Nello Psicodramma Junghiano – che è più agile dello Psicodramma classico – ci si mette in cerchio e i partecipanti cominciano con la condivisione degli avvenimenti, delle emozioni o delle riflessioni che maggiormente influiscono sulla loro vita in quel momento. In alcuni casi i partecipanti possono scegliere di condividere un sogno.
Sulla base dell’emozione che emerge più forte, o della profondità delle questioni che si fanno avanti, vengono scelte le situazioni da mettere in scena.

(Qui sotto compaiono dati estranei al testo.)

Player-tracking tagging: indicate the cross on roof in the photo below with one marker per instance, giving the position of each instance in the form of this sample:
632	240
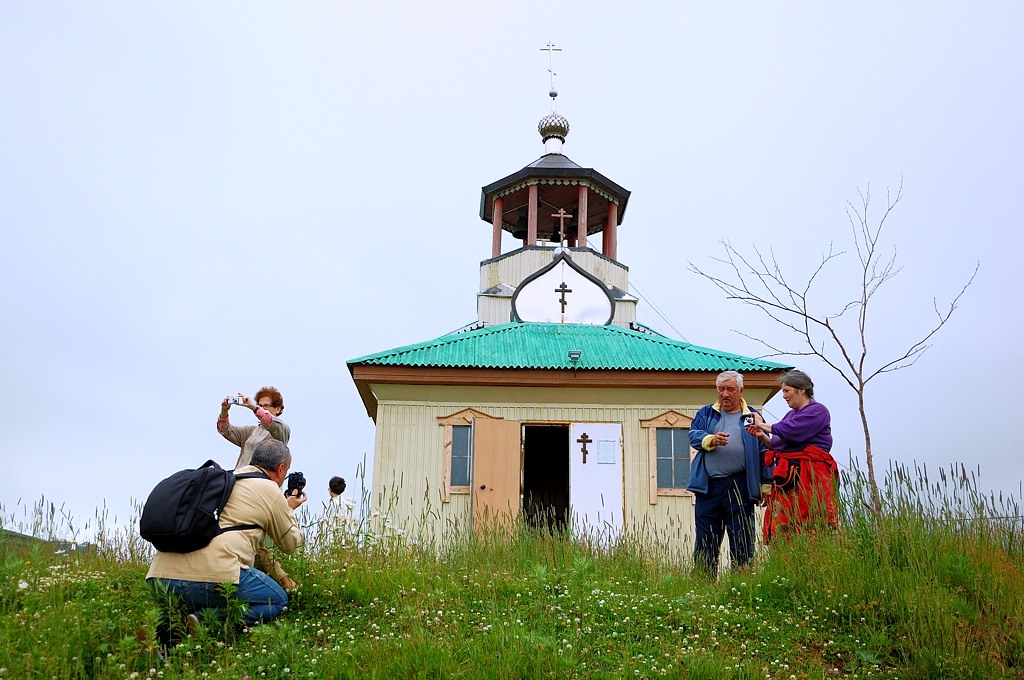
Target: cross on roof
563	289
551	49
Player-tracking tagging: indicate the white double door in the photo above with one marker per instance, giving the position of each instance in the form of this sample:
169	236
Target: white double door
596	502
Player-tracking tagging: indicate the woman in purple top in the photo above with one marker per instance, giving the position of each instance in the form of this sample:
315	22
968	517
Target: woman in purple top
805	476
807	424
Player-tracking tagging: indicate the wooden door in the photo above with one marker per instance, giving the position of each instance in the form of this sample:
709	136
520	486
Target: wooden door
497	466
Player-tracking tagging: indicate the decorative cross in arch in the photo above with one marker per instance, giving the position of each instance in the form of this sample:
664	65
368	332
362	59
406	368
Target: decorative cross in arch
585	440
563	289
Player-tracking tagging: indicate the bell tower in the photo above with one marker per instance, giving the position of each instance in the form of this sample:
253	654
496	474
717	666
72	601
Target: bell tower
555	208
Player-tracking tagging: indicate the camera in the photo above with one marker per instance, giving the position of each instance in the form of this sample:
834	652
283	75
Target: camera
295	482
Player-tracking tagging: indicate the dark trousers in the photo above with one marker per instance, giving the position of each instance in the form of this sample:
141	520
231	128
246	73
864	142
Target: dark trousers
726	508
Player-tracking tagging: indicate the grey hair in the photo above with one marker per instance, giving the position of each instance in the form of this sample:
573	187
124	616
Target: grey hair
269	453
727	375
798	380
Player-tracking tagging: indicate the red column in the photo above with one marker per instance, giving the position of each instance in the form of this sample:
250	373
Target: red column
609	245
582	217
496	221
531	215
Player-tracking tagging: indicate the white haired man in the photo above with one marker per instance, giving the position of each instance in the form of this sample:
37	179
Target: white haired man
726	475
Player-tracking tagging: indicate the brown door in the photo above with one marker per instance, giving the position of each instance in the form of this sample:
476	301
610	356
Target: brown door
496	474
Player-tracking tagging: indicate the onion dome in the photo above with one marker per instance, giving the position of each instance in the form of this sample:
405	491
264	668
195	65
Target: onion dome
553	126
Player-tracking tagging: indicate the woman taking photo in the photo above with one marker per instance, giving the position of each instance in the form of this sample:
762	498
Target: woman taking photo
805	477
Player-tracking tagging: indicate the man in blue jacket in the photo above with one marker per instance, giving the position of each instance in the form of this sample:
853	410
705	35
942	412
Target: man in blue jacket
726	475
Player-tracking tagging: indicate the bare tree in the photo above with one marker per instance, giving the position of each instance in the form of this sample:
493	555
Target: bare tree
759	281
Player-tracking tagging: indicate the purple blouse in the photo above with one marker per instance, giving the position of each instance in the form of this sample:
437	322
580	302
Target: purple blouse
811	426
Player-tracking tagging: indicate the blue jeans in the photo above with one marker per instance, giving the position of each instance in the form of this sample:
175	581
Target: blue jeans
726	508
264	597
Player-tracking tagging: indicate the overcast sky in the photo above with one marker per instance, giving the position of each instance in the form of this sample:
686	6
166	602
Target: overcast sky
203	198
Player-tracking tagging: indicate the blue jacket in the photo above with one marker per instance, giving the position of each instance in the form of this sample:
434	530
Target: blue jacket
705	425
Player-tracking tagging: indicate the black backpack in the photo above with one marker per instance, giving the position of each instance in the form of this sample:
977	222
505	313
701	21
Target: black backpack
182	512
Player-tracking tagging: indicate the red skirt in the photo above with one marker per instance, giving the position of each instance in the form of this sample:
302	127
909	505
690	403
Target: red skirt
804	491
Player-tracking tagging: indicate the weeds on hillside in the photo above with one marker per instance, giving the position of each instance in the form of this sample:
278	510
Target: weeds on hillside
931	589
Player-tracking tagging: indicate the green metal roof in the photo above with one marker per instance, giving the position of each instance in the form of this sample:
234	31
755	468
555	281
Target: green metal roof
547	345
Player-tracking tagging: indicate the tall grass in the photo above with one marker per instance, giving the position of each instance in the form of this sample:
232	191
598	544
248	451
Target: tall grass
932	589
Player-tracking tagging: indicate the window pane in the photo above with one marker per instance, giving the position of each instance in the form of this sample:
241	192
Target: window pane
682	472
664	438
681	443
673	457
460	440
460	455
665	473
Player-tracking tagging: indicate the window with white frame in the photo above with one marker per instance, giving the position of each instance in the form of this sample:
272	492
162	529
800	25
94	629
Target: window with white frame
458	453
669	454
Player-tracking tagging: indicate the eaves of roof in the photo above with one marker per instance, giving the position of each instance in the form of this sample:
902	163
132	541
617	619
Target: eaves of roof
546	346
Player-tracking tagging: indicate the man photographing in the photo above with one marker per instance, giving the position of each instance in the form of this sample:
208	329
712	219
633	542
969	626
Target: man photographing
197	577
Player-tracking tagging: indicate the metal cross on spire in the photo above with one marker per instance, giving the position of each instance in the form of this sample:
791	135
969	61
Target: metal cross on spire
551	49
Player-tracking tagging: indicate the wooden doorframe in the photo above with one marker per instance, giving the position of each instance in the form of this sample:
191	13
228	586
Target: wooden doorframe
497	474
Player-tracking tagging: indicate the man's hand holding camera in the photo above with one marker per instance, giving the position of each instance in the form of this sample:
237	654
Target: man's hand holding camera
758	427
294	494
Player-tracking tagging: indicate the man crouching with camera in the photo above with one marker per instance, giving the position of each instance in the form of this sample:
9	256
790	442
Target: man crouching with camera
230	557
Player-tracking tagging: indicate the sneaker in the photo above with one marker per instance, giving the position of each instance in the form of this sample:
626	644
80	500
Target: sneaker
192	625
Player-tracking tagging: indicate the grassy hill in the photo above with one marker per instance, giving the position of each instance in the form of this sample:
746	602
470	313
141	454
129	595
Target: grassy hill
931	590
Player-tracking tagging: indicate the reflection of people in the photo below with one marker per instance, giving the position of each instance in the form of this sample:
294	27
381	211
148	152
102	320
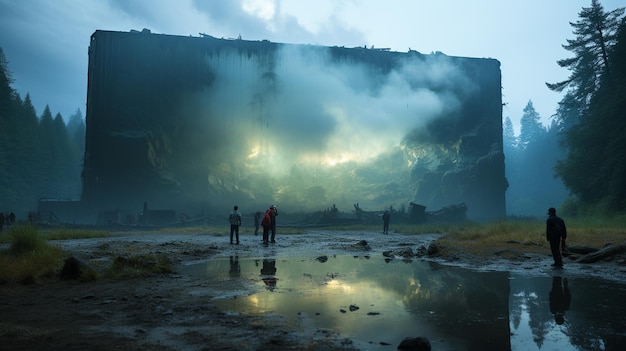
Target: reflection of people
235	269
386	216
268	271
257	222
273	214
235	222
555	233
560	299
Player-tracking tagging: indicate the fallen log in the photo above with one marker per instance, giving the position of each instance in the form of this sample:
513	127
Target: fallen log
606	252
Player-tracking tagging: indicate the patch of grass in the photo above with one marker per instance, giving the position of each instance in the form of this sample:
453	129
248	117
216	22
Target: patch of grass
480	238
29	256
73	233
139	266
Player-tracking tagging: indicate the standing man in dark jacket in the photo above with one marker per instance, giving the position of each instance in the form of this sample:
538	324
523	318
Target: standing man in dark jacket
555	234
273	214
235	221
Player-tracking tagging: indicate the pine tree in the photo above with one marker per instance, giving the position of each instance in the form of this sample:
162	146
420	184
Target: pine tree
595	31
531	128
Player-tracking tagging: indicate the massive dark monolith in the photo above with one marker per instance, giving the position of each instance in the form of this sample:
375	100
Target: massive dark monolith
198	124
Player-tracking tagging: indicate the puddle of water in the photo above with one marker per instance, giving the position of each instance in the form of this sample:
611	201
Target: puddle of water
378	303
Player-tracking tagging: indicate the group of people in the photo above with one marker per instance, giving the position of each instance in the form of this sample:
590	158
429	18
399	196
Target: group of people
267	221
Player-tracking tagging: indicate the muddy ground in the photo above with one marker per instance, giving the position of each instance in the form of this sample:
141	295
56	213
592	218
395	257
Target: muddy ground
174	311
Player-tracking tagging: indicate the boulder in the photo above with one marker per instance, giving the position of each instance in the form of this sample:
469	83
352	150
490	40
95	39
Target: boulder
414	344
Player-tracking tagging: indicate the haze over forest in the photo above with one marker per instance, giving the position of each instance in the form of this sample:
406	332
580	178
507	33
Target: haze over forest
30	157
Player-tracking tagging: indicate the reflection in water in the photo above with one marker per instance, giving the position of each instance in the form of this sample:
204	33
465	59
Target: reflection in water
560	299
268	274
455	309
595	314
235	269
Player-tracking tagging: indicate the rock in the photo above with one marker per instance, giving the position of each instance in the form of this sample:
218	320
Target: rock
414	344
421	251
407	253
433	249
72	269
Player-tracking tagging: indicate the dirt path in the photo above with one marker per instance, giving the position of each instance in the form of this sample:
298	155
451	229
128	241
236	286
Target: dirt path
174	311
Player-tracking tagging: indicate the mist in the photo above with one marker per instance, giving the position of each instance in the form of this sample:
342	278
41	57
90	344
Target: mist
316	131
206	123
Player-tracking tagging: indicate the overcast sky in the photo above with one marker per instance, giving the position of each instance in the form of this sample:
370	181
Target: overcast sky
46	41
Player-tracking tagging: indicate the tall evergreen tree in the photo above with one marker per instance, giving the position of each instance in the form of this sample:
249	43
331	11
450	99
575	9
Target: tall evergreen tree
594	168
531	129
595	32
508	135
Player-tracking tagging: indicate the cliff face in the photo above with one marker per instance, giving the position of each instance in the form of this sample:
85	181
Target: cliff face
193	123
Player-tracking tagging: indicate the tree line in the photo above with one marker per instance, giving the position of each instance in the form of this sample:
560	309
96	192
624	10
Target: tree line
580	156
40	156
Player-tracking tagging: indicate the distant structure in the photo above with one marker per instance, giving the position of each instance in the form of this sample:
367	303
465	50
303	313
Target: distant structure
146	144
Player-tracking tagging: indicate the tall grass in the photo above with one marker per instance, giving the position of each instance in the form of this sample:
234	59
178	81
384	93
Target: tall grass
73	233
29	256
481	237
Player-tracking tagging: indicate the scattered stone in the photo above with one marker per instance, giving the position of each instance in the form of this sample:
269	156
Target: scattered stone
407	253
421	251
433	249
72	269
362	245
414	344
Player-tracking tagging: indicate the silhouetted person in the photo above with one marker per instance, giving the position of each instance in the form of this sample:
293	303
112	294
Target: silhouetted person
235	221
386	217
235	269
273	214
268	271
560	299
266	222
555	234
257	222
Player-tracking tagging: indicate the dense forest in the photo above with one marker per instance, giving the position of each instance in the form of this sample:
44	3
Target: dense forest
580	156
40	156
577	160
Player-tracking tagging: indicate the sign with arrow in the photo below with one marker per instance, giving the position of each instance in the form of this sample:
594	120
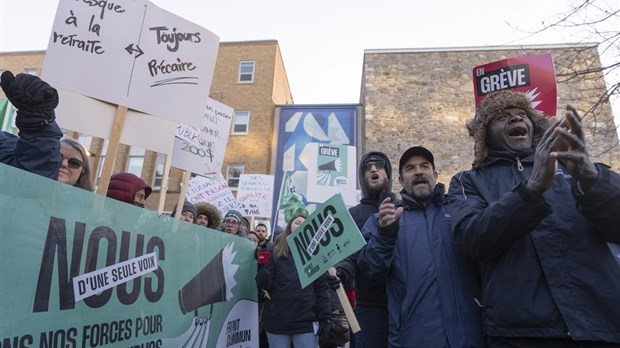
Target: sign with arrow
132	53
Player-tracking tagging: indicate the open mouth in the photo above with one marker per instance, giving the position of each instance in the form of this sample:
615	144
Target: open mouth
517	131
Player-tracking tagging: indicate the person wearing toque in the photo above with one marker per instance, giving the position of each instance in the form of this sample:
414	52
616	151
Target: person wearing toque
232	223
37	147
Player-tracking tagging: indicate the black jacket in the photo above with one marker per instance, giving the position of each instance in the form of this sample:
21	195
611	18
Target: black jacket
291	309
546	270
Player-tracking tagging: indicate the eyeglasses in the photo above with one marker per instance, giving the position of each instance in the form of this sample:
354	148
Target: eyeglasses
72	163
379	165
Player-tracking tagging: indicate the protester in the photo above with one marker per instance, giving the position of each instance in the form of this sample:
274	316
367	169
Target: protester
431	287
289	311
207	215
375	177
37	148
536	213
232	222
253	237
188	213
75	166
128	188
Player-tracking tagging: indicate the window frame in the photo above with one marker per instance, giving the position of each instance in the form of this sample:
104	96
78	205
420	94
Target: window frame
230	167
234	123
242	73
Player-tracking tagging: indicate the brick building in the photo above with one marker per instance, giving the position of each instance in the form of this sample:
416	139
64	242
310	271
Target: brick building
249	77
425	96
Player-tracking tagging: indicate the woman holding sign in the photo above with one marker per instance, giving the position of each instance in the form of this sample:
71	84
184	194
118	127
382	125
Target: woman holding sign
290	312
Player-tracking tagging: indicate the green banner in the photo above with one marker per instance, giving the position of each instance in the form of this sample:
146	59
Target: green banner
81	270
327	236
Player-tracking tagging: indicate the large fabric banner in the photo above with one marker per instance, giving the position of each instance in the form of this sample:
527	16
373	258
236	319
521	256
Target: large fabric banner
81	270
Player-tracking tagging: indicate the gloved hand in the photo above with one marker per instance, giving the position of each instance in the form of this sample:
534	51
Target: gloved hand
34	99
333	281
325	326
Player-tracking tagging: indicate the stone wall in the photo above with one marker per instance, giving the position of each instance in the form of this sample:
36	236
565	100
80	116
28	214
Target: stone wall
424	97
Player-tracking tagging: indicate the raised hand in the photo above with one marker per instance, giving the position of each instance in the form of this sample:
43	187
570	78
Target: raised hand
573	153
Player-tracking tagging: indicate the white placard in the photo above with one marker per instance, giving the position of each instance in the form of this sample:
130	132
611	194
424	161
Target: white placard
201	151
132	53
214	191
255	195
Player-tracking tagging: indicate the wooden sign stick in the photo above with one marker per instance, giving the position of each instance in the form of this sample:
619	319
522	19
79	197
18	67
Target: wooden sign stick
346	305
110	155
164	184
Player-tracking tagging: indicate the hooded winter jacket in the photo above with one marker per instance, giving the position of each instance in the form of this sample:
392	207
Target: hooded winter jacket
431	287
546	270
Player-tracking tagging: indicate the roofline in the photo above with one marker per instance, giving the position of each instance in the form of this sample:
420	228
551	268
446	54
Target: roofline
479	48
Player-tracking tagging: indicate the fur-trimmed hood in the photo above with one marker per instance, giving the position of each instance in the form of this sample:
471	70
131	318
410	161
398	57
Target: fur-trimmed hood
211	212
493	105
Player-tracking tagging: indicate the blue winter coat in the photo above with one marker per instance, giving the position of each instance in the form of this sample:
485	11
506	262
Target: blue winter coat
546	270
36	152
431	287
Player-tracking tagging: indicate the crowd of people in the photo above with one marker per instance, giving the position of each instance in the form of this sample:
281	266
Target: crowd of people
515	254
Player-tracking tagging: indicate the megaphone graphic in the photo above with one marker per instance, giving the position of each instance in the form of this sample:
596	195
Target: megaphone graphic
212	284
335	165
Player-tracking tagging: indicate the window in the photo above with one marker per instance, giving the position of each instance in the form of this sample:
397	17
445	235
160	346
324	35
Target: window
241	122
246	72
233	173
136	160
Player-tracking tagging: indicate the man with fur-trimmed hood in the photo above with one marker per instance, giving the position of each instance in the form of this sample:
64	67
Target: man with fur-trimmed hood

C’è un Protagonista che, con l’aiuto del Conduttore, sceglie i suoi Io-Ausiliari tra le persone del gruppo, a cui vengono date indicazioni per far agire il loro personaggio. Le persone che entrano in scena sono istruite a impersonare qualcosa che è importante per il Protagonista ma anche per se stesse, perché ogni parte assegnata sollecita e rimescola anche l’inconscio degli Ausiliari, spesso riportando a galla episodi dimenticati, sogni, emozioni, o addirittura precisando stati d’animo attuali non dichiarati al gruppo.
Le tecniche dello Psicodramma prevedono il doppiaggio, l’inversione di ruolo, la funzione di specchio, il soliloquio, la scultura familiare e altro.
Ogni scena giocata risulta altamente significativa e ricca di spunti per ogni singolo partecipante.
“Il racconto del sogno costella materiale archetipico, attivando l’inconscio non solo del conduttore, ma anche di tutti gli altri partecipanti. Le possibili interazioni assumono così l’aspetto di un sasso gettato nello stagno, ove ogni singola goccia d’acqua è a sua volta il centro di nuovi cerchi concentrici, che si rifrangono e si intersecano a loro volta” (Wilma Scategni, A teatro col sogno).